Regular Expressions: Describe Anything!
One thing that has confused me for no reason whatsoever are regular expressions. So hopefully this tutorial will help you learn some basics about regular expressions.
Matching
What even is RegEXP? (Regular EXPressions) Well, they are a 'language' of themselves, and they allow you to match parts of the string. For example, if you wanted to match the color in each of these sentences:
Bob has a blue shirt.
Joe has a green shirt.
Amy has an orange shirt.
Coder100 has a brown shirt.
A suitable regular expression would be:
/\w+ has an? (\w+) shirt./
Syntax
Creating Regular Expressions are simple. There are two ways you can approach this. The first way is to use a literal:
/... your regexp .../... your flags ...
or, to call a constructor:
new RegExp("...your regexp...", "... your flags ...");
Flags are like 'configuration options'. The most common flag is the g
flag. This means you will capture all the matches in one go. This is a table of all the flags that you will probably ever use:
flag | desc |
---|---|
g | Captures all the matches in one go. |
i | The match is case insensitive |
m | Capture multiline |
What does the m
flag mean? The m
flag means that the start of the string will be on each line instead of index 0, and the end of the string will be a newline instead of the last index.
Syntax
Regular Expressions can almost be treated as strings, but more 'relaxed'. For example:
/hello, world!/
will match hello, world!
.
Escapes
Regular Expressions contain 'wildcards'. You can specify the specifics of a wildcard.
expression | description |
---|---|
\w | Any alphanumeric character (case insensitive) |
\W | Any non-alphanumeric character |
\s | Any whitespace (newlines included) |
\S | Any non-whitespace character |
\b | A word boundary |
\B | Non word boundary |
\n | newline |
. | Match any character except newline. |
The first four should be very straightforward, but what is a word boundary? A word boundary means you want to match a whole word. For example, if you wanted to match op
, you will also match the op in operator
if you don't add \b
. Conversely, if you want to match the op operator
, you can add a \B
:
op\B // matches 'operator'
\bop\b // matches only 'op'
Most commonly, you will only use the latter (the two \b
).
Finally, the dot operator allows you to match any character except for a newline.
Set
What if you wanted to only match characters, or only match specific numbers? Come sets and ranges! The syntax is like this:
[...chars...]
For example, if you wanted to match a
or b
or c
, you would do:
[abc]
We call this a set.
You can also shorten that to:
[a-c]
We call this a range.
This applies to unicode characters too!
If you wanted to match anything but the a
, b
, and c
, you add a ^
. This is because ^
means XOR in JS, which is the equivalent of !=
.
[^a-c]
|
operator
An alternative to ranges is the |
operator. The previous example could be shortened to:
a|b|c
Grouping
Finally, we have grouping. Before we begin, one definition that should be known is a match. Like our first example of colors, the match is the color. The expression is the description of what should be matched.

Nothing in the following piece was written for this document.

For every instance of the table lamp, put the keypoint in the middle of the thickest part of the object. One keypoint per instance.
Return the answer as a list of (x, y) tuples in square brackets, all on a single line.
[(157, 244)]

Grouping is easily done like:
(?:ab)|(?:cd)
Now, this will match ab
or cd
, but not individually (like a
or d
).
Now, if you wanted to take that group and put return it as a match, you just remove the ?:
non-capturing group delimiter.
(ab)|(cd)
Now it will return ab
or cd
as a match. This also applies to sets as well, and you can also put groups inside groups!
[(ab)(cd)]
(?:(ab)|(cd))
More than one
What if you wanted to match at least one a
in a row? Simple! We have quantifiers to do this.
symbol | desc |
---|---|
+ | match one or more of the preceding token. |
* | match zero or more of the preceding token. |
? | match zero or one of the preceding token. |
{n,m} | match n-m of the preceding token. |
The first two should be pretty straightforward, but what about the last one?
The last one allows you to match a custom amount of them. For example, this implements *
perfectly:
{0,}
+
:
{1,}
?
:
{1,2}
m
can be omitted if you want an unknown number of matches.

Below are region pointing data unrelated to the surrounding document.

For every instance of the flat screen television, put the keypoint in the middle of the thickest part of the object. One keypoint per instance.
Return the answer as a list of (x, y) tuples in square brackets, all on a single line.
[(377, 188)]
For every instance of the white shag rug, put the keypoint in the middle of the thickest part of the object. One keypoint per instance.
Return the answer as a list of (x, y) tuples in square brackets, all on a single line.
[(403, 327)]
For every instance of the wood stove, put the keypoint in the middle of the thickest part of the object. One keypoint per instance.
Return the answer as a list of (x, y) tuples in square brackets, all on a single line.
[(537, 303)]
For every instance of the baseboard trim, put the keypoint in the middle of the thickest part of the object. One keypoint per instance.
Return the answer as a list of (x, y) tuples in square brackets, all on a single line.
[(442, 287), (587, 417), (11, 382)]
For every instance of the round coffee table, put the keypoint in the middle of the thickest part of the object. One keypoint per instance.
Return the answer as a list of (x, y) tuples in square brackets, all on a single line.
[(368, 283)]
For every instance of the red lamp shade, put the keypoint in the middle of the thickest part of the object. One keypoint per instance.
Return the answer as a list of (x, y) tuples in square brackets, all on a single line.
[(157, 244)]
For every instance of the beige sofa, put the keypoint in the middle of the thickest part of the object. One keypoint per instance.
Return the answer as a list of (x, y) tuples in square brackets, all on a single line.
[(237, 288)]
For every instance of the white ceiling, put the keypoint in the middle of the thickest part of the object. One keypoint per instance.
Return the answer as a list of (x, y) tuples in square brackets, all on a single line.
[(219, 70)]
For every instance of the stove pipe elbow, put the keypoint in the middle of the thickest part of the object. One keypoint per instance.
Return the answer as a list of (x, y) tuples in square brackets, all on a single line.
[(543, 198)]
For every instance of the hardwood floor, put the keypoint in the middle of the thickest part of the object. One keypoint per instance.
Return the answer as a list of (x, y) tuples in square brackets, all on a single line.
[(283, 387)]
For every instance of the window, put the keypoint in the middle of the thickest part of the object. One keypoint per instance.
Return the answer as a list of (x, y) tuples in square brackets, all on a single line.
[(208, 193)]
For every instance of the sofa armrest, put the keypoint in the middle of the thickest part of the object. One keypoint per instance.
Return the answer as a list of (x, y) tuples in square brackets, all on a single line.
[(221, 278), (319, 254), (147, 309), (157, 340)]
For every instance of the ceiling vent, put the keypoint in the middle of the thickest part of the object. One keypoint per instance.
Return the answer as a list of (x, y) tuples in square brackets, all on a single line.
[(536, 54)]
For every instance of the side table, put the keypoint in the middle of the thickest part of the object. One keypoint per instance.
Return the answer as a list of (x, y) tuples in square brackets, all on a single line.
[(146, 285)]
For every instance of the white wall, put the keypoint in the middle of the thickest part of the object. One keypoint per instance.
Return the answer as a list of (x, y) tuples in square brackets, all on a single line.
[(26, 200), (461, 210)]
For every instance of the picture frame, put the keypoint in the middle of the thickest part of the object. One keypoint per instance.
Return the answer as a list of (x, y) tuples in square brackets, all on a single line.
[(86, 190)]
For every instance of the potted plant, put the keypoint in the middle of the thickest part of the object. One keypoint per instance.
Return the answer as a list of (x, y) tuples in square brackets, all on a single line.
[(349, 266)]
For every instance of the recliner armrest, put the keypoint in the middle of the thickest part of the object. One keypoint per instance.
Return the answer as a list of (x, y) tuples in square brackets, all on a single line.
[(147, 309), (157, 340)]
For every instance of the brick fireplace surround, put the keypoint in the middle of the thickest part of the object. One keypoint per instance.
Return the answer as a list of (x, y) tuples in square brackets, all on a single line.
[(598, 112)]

Now, with this, we can now match function arguments! Given:
a, b, c, d
We parse it as:
(\w+)(?:, (\w+))*
Note: Any successive match will only return the last match. Given the previous example, our matches would be:
a
andd
.
Laziness
One thing you must note is that when trying to make a match like this:
.+ world
you will actually also match all of this:
hello world world
which might not be what you want. This is because regular expressions are greedy by default. This means they will try to match as much as they can. To make it match as few characters as it can, just add a ?
after the quantifier.
.+? world
this will match:
**hello world** world
Javascript operations
What's the point of learning anything if you aren't going to use it? Here, I will introduce to you many common operations that you will often encounter.
.test
This will test if your regular expression matches a given string.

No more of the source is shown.